Aqui chegados, notamos que a reforma extinguiu tribunais que integravam juízos de competência genérica com competência para o conhecimento (já não para o julgamento) de toda a matéria cível e comercial e criou um tribunal com instâncias centrais, locais e de proximidade, incorporando, para o que aqui importa, a primeira duas secções de competência cível e criminal e as segundas várias secções cíveis, criminais ou genéricas, estando a competência de cada uma dessas secções (central e local) fixada, no que respeita à matéria cível e para o que aqui interessa, em razão da matéria e do valor.
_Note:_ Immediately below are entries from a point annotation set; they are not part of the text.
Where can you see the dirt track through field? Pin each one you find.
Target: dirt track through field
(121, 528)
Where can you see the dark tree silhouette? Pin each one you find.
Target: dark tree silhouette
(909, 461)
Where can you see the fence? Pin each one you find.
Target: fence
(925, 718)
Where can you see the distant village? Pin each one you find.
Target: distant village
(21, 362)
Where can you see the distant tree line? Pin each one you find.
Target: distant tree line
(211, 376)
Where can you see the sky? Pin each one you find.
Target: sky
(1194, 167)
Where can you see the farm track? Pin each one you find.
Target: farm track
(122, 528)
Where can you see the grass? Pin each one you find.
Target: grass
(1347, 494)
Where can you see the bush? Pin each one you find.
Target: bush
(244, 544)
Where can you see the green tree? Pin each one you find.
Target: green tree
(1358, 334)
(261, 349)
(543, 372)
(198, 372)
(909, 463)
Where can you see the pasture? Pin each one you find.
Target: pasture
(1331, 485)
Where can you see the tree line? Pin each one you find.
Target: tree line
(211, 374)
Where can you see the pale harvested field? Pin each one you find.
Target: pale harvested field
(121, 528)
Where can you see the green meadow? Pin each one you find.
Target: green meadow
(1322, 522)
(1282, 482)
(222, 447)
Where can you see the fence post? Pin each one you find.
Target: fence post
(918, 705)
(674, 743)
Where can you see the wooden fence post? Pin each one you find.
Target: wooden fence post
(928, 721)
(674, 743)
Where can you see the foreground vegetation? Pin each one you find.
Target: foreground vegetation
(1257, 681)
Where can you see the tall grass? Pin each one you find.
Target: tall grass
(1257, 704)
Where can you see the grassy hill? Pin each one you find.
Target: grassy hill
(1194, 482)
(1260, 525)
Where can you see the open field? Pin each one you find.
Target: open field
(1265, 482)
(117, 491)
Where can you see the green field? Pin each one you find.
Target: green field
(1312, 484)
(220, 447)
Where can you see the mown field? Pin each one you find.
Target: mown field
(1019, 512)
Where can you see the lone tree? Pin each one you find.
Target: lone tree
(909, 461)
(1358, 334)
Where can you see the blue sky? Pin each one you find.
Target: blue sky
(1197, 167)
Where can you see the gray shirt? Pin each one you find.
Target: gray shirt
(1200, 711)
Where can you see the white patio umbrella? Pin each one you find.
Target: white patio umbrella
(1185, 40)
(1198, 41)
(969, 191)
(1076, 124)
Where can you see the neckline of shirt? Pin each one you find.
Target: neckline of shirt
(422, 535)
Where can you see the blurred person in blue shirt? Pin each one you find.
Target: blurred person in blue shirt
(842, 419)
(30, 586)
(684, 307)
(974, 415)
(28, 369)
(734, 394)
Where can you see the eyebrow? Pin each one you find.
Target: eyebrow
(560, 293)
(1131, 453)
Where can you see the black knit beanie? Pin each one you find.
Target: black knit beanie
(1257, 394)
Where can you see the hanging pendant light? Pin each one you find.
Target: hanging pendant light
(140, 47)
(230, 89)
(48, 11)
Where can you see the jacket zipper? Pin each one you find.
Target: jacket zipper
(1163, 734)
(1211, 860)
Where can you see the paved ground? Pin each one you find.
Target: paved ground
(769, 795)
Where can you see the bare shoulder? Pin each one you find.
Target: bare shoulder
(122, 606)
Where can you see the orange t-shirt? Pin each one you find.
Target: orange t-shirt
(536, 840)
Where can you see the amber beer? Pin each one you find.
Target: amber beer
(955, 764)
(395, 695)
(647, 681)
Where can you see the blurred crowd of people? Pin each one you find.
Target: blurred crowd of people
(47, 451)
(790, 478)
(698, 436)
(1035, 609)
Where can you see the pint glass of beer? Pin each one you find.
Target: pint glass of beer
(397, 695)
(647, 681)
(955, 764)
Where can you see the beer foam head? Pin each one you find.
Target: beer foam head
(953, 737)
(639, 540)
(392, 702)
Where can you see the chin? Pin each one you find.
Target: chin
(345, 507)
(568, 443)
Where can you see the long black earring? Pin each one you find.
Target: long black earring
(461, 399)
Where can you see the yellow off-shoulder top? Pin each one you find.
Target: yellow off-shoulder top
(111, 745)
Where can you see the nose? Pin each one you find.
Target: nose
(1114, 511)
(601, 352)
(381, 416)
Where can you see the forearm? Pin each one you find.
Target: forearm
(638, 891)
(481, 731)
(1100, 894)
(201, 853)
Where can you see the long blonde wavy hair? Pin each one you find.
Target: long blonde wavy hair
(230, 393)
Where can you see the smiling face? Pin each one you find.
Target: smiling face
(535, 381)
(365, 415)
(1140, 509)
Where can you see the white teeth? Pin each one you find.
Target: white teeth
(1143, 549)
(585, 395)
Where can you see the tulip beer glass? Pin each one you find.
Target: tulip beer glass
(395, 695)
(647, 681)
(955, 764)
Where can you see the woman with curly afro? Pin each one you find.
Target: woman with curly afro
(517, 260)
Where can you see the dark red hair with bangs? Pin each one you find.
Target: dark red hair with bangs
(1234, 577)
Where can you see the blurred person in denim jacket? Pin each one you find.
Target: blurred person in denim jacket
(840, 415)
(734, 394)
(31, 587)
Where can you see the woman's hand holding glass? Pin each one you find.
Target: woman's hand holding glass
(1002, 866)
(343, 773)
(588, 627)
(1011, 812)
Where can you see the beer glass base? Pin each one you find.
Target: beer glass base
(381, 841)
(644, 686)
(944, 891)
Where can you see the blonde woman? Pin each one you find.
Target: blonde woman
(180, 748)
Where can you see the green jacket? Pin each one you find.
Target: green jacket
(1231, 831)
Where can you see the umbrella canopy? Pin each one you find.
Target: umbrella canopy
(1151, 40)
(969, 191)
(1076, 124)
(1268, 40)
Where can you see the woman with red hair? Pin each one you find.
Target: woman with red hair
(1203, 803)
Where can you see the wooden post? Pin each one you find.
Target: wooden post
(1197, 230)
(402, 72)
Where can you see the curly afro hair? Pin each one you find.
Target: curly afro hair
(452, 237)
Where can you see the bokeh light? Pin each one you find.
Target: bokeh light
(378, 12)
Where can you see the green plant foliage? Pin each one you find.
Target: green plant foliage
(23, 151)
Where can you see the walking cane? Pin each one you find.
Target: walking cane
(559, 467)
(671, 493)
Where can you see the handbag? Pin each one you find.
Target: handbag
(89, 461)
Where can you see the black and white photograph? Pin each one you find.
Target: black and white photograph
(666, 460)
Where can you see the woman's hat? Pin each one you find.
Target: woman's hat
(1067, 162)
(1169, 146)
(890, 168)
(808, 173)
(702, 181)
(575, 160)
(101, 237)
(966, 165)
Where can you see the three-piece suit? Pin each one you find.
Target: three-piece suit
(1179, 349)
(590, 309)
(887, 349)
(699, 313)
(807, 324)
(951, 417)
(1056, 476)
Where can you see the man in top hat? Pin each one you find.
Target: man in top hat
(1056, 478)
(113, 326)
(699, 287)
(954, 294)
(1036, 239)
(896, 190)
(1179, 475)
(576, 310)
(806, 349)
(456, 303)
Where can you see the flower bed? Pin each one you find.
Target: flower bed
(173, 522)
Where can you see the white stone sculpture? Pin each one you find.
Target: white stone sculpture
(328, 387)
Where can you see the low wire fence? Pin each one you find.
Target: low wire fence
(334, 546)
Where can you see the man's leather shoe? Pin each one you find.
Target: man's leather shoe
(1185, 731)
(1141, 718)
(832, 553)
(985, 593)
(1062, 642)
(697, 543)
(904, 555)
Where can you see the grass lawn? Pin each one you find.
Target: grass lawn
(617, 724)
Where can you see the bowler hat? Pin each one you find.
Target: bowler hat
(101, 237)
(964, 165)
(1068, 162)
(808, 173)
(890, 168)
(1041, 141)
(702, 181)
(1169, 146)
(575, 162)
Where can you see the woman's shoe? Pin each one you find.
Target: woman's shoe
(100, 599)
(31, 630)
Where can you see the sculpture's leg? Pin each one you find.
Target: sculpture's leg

No que toca às secções cíveis da instância central a competência está fixada e limitada nos termos do art. 117º da LOSJ e podemos, para o que aqui interessa, circunscrevê-la à preparação e julgamento das acções cíveis de processo comum de valor superior a € 50.000,00 – nº.1, al. a) da norma referida.
Cabe aqui e agora assinalar a primeira e fundamental diferença quanto aos critérios de atribuição da competência às secções cíveis e secções de comércio das instâncias centrais…às primeiras é feita pelo binómio matéria (preparação e julgamento das acções declarativas cíveis de processo comum; exercer, no âmbito das ações executivas de natureza cível as competências previstas no CPC, em circunscrições não abrangidas pela competência de outra secção ou tribunal; preparar e julgar os procedimentos cautelares a que correspondam ações da sua competência; e exercer as demais competências conferidas por lei) e valor da causa (desde que superior a €50.000,00) ao passo que às segundas é feita apenas pela matéria (toda a elencada no artº.128º da LOSJ).
Em jeito de resumo…às secções de comércio cabe conhecer de todos os processos e ações que incorporem matéria comercial independentemente do valor que esteja em causa…, ao passo que às secções cíveis a sua competência é limitada às ações declarativas cíveis de processo comum com valor superior a €50.000,00; às ações executivas também de valor superior ao apontado e às providências cautelares a que correspondam as ações declarativas em primeiro lugar referidas. O legislador poderia ter feito outra opção…mas não o fez!
E certamente não o fez por razões ponderosas relacionadas com a racional distribuição do serviço e, também, com a desnecessidade de intervenção de juiz mais experiente no julgamento de causas que não aquelas que especificou – artº.183º, nº.1 da LOSJ.
Como sabemos, estão arquitetadas no CPC uma miríade de ações – especiais – que versam matéria cível e que assumem, em muitas ocasiões, valores muito acima dos €50.000,00 e, mesmo assim, o legislador entendeu subtrair o seu conhecimento à instância central, entregando tal tarefa à instância local. Limitou, pois, a competência da instância central em razão da matéria…uma vez que o valor, neste particular, não assume relevância. Nota clara desta opção está no artº. 41º da LOSJ, onde, sem se bulir com a competência material das secções cíveis da instância central, se reparte entre elas e as secções cíveis da instância local, com competência material concorrencial, a responsabilidade pelo conhecimento das ações declarativas cíveis de processo comum destinando às primeiras apenas as que tenham um valor superior a €50.000,00.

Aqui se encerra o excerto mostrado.